Views on Mainz
111 Artists in One Office
Opens Mon, March 23, 2015, 7 pm
With works by Nicole Ahland / Nevin Aladağ / Maria Anwander / Heike Aumüller / Josef Bauer / Marc Bauer / Lothar Baumgarten / Thomas Bayrle / Anne Berning / Johanna Billing / Monica Bonvicini / Brandstifter / Kerstin Brätsch / Andrea Büttner / Daniele Buetti / Tom Burr / Gerad Byrne / Ernst Caramelle / David Claerbout / Attila Csörgő / Edith Dekyndt / Anna Dot / Nils Dräger / Björn Drenkwitz / Heinrich Dunst / Uroš Đurić / Anne Eggebert / Stephan Engelke / Samuel Fath / Vadim Fishkin / Frank Gabriel / Rainer Ganahl / Susann Gassen / Agnès Geoffray / Harald Gfader / Nicola Goedecker / Polly Gould / Tamara Grcic / Sofia Greff / Sabine Groß / Katharina Grosse / Sandra Heinz / Nina Heinzel / Marc von der Hocht / Nikolas Hönig / Anne Hoffmann / Sofia Hultén / I. Helen Jilavu / Sven Johne / Franz Kapfer / Dieter Kiessling / Oliver Kelm / Herwig Kempinger / Esther Kläs / Jakob Lena Knebl / Peter Kogler / Anton Kokl / Claudia Larcher / Marko Lehanka / Sonia Leimer / Sara Masüger/ Christian Mayer / Gerhard Meerwein / Ilka Meyer / Sarah Mock / Matt Mullican / João Onofre / Daniel Pauselius / Goran Petercol / Peter Piller / Emilie Pitoiset / August Priebe / Florian Pumhösl / Tobias Putrih / Katja von Puttkamer / Max Reintgen / Cornelia Rößler / Michael Sailstorfer / Judith Samen / Hans Schabus / Benjamin Schaefer / Markus Schinwald / Erik Schmelz / Marten Georg Schmid / Thomas Schmidt / Martin Schwenk / Mary Sherman / Six & Petritsch / John Skoog / Slavs and Tatars / Margherita Spiluttini / Friedemann von Stockhausen / Stoll & Wachall / Bernd Thewes / Sabine Tress / Stephan Truschel / Anna-Lena Tsutsui / Upper Bleistein / Gediminas Urbonas / Winfried Virnich / Simon Wachsmuth / Markus Walenzyk / Christoph Weber / Lisa Weber / Peter Weibel / Jonas Weichsel / Lois Weinberger / Anna Witt / Leo Wörner / Bruno Zhu / Heimo Zobernig
A collection of artistic donations
The offices at galleries and museums fall into a different category from the exhibition space.
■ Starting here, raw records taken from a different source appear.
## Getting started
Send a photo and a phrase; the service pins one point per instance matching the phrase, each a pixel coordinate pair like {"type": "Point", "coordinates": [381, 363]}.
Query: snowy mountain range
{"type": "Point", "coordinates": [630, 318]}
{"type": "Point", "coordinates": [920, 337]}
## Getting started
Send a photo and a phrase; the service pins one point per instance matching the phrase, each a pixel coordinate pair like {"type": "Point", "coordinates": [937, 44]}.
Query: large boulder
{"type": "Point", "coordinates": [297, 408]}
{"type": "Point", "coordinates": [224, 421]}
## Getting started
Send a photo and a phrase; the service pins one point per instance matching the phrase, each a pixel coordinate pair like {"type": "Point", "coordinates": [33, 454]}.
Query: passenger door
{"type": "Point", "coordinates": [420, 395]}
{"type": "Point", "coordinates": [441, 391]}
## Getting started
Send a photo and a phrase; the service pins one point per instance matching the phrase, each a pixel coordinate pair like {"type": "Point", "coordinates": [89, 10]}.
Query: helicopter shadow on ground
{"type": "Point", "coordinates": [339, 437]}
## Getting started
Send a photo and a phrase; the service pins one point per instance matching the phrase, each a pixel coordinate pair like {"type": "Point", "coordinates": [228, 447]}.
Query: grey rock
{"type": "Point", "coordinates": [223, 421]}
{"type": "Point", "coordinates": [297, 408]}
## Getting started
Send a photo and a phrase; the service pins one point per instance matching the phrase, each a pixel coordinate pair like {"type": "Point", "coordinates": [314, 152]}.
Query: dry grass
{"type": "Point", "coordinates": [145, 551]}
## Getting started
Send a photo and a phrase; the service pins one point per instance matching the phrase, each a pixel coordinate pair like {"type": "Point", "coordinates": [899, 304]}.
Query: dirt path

They are working areas for everyday bureaucracy and organization, with neither high insurance or real estate values, nor any aura or discursive meaning. However, spatial hierarchies become more flexible during periods of transition. This, therefore, is an invitation to rediscover space and art. As my tenure as director of the Kunsthalle Mainz comes to an end—and before my successor moves in—I have transformed my office into a temporary exhibition, which will open to the public starting 23 March 2015, at 7:00 pm. The furniture in my office has been temporarily removed, creating space for objects from artists’ workshops to be put on display by Erik Schmelz. The types of items exhibited are random. There are curios, discarded objects, junk, motion or static pictures, books, photographs, films, videos, knickknacks, texts, and many other things. This “collection” embellishes the conventional concept of art and takes a gentle poke at canonized ways of perceiving it. It is about condensed forms and purported use, about improvisation and personal vedute, the forgotten and the outcast, and not least, about a trove of souvenirs, thoughts, and stories.